Why is it called Rooting?
The term “root” comes from the Unix/Linux world and is used to describe a user who has “superuser” rights or permissions to all the files and programs in the software OS (Operating System). The root user, because they have “superuser” privileges, can essentially change or modify any of the software code on the device. You see, your phone manufacturer/carrier only gives you “guest” privileges when you purchase your device. They do this for good reason… they don’t want you getting into certain parts of the software on your phone and screwing it up beyond repair. It makes it much easier for them to manage and update the devices if they lock it all down. This way, all the users are running the same unmodified version of the phone’s software. This makes it much easier for them to support the devices. But, for the tech-savvy crowd, only having “guest” privileges on your device is pretty lame and it locks down a lot of potentially useful features.
What is BusyBox ?
When a phone is rooted, one of the most common things to do after rooting is the installation of the BusyBox binary, prior to running any applications that require root privileges.

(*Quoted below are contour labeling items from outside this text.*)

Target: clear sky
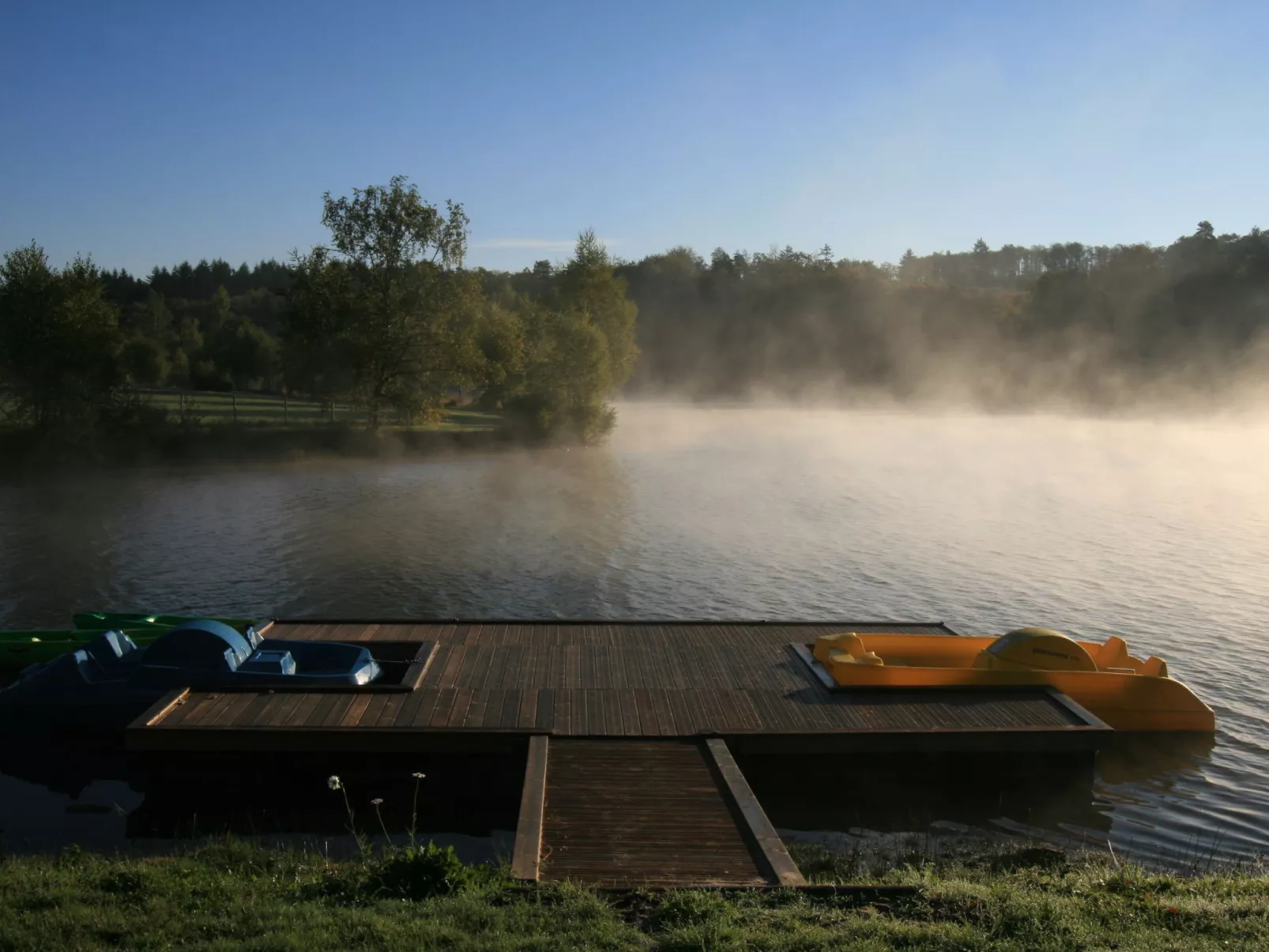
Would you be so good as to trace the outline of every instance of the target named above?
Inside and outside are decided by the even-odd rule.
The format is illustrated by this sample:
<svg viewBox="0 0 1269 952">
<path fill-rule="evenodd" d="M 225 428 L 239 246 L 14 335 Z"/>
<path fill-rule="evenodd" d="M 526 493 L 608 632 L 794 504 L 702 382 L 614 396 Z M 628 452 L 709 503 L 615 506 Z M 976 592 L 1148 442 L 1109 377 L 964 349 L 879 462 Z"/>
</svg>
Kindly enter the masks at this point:
<svg viewBox="0 0 1269 952">
<path fill-rule="evenodd" d="M 0 3 L 0 249 L 284 258 L 405 174 L 470 261 L 1269 226 L 1269 3 Z"/>
</svg>

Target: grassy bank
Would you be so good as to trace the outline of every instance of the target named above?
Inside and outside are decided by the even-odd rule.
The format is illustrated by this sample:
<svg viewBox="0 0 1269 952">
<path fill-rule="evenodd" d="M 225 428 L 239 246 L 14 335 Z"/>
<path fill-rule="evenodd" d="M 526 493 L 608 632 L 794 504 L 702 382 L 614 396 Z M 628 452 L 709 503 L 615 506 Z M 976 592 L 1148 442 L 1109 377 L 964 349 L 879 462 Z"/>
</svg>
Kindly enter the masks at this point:
<svg viewBox="0 0 1269 952">
<path fill-rule="evenodd" d="M 835 861 L 802 850 L 813 880 Z M 1019 850 L 892 869 L 910 895 L 516 889 L 439 852 L 334 864 L 217 843 L 0 859 L 0 948 L 1260 949 L 1261 873 L 1181 878 Z"/>
</svg>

To make sense of this, it is necessary to have a brief understanding of what BusyBox is. BusyBox is a collection of powerful command-line tools in a single binary executable that can be run for UNIX based systems, including Android. The collection of tools available depends on how the BusyBox binary was built, and the source code is GPLv2 open-source, available from http://www.busybox.net/. Many of the tools don’t do anything useful without elevated root privileges as in a rooted Android device.
Many Android applications that require root privileges use BusyBox from the command-line extensively. Some of the utilities are powerful enough to severely alter your device, such as the ability to write data directly any partition on your device. Many third-party firmware packages including Cyanogenmod utilize BusyBox extensively and already come with prebuilt with it, so users should be aware of consequences if making any modifications to the existing installation of BusyBox, by themselves of from one of many pre-packaged Play Store applications.